2. La gerarchia dei rifiuti
Con la comunicazione in oggetto la Commissione, tra le altre cose, intende chiarire la posizione dei differenti processi di termovalorizzazione all’interno della gerarchia dei rifiuti e le relative conseguenze in termini di sostegno finanziario pubblico.
Ricordato che, con l’articolo 4 della Direttiva quadro sui rifiuti, la 2008/98/CE del Parlamento europeo e del Consiglio, la gerarchia dei rifiuti viene considerata come il pilastro portante della politica e della normativa dell’UE in materia di rifiuti, e rappresenta il fattore chiave per la transizione verso l’economia circolare, la comunicazione prende in considerazione i principali processi di termovalorizzazione, fra i quali vengono menzionati:
- il co-incenerimento dei rifiuti in impianti di combustione soprattutto per la produzione di cemento e calce;
- l’incenerimento di rifiuti in impianti dedicati;
- la digestione anaerobica di rifiuti biodegradabili;
- la produzione di combustibili solidi, liquidi o gassosi ricavati dai rifiuti;
- altri processi, compreso l’incenerimento indiretto a seguito di pirolisi o massificazione.

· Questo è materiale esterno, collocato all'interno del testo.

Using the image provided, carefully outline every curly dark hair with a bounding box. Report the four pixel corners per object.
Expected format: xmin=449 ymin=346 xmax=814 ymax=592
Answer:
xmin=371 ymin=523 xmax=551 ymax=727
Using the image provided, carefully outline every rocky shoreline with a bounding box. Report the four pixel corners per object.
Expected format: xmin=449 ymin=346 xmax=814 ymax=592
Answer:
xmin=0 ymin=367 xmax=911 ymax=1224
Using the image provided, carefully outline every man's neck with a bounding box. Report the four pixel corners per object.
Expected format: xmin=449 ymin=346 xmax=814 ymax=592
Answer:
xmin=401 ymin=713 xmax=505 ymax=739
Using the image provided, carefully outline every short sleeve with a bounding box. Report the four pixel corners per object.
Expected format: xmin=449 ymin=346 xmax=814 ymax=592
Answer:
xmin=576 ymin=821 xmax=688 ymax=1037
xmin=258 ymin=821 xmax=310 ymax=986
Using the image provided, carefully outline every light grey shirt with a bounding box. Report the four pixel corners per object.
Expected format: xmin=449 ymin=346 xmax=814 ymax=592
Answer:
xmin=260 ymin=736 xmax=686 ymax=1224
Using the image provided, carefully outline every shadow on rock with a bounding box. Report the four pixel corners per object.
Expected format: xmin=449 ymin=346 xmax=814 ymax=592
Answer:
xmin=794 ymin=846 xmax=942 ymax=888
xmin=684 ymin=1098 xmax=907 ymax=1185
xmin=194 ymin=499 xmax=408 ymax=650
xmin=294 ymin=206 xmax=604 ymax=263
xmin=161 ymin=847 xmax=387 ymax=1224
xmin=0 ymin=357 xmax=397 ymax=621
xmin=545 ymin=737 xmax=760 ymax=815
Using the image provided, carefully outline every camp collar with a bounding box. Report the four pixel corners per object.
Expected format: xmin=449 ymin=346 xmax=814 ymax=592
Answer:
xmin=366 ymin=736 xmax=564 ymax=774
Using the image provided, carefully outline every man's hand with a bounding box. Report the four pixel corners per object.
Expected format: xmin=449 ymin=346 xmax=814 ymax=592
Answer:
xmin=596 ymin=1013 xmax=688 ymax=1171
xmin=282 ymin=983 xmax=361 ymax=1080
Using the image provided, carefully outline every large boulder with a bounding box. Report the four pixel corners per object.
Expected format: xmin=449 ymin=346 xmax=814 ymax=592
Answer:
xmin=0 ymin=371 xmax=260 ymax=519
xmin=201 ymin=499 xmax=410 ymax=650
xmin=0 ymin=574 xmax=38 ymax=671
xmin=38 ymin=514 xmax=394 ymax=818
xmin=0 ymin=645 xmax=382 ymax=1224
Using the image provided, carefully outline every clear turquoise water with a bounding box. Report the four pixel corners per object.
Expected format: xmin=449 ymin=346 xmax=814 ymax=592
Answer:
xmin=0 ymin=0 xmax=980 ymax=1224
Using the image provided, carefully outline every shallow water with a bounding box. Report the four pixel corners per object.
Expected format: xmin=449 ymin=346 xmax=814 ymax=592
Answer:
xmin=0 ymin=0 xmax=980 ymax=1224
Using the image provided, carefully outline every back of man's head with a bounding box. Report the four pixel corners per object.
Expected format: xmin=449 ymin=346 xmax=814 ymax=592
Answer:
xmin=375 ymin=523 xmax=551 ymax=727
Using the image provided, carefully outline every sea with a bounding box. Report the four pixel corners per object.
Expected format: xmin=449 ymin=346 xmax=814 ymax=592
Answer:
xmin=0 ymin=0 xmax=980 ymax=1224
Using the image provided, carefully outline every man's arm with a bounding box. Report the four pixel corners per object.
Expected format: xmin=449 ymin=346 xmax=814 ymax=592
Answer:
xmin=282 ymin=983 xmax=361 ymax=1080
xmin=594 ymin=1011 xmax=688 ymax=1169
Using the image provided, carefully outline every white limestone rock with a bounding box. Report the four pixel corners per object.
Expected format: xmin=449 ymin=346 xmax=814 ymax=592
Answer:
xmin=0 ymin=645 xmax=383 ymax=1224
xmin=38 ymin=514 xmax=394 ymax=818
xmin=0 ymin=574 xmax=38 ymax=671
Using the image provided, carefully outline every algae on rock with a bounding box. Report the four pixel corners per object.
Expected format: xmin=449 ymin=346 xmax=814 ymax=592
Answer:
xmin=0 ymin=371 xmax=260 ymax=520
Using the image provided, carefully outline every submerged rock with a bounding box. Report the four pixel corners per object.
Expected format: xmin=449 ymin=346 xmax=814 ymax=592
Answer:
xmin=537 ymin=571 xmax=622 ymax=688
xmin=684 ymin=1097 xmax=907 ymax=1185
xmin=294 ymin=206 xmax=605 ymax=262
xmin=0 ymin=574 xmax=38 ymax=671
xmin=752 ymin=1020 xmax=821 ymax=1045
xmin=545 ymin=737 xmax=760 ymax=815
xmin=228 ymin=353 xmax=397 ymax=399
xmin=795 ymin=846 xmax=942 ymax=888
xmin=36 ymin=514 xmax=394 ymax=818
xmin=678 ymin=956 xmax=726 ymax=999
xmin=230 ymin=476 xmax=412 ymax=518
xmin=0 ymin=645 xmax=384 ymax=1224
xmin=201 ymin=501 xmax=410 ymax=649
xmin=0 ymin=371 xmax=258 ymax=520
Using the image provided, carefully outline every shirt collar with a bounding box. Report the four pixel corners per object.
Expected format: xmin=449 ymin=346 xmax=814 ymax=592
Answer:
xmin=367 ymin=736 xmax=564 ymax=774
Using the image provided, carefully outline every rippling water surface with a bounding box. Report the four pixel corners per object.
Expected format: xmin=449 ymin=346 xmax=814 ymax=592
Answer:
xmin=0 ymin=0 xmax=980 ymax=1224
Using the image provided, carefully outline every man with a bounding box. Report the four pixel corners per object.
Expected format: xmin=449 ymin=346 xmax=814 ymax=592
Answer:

La Commissione rileva che i processi sopra richiamati si differenziano per tre aspetti:
- risultato finale;
- impatto ambientale conseguente al processo scelto;
- tipologia di rifiuto utilizzato,
La collocazione nella “gerarchia” dei rifiuti appare ben differente per ciascuno di questi processi: in tale termine vengono, infatti, comprese operazioni di trattamento che vanno dallo smaltimento, al recupero di materia, al vero e proprio riciclaggio.
Ma cosa si intende per gerarchia dei rifiuti?
2.1. Definizione
Con l’art. 179 del D.Lgs. n. 152 del 29 Aprile 2006 (c.d. “Testo Unico Ambientale”), il Legislatore, recependo il contenuto della Direttiva Quadro sui rifiuti (Direttiva 2008/98/Ce), introduce una gerarchia delle azioni inerenti le singole fasi della gestione dei rifiuti (c.1), ovvero una serie di principi di gestione, cronologicamente ordinati, secondo i quali ciascun attore lungo la filiera deve gestire il rifiuto, al fine di realizzare la cosiddetta “società del riciclo “, prescritta dal Legislatore comunitario.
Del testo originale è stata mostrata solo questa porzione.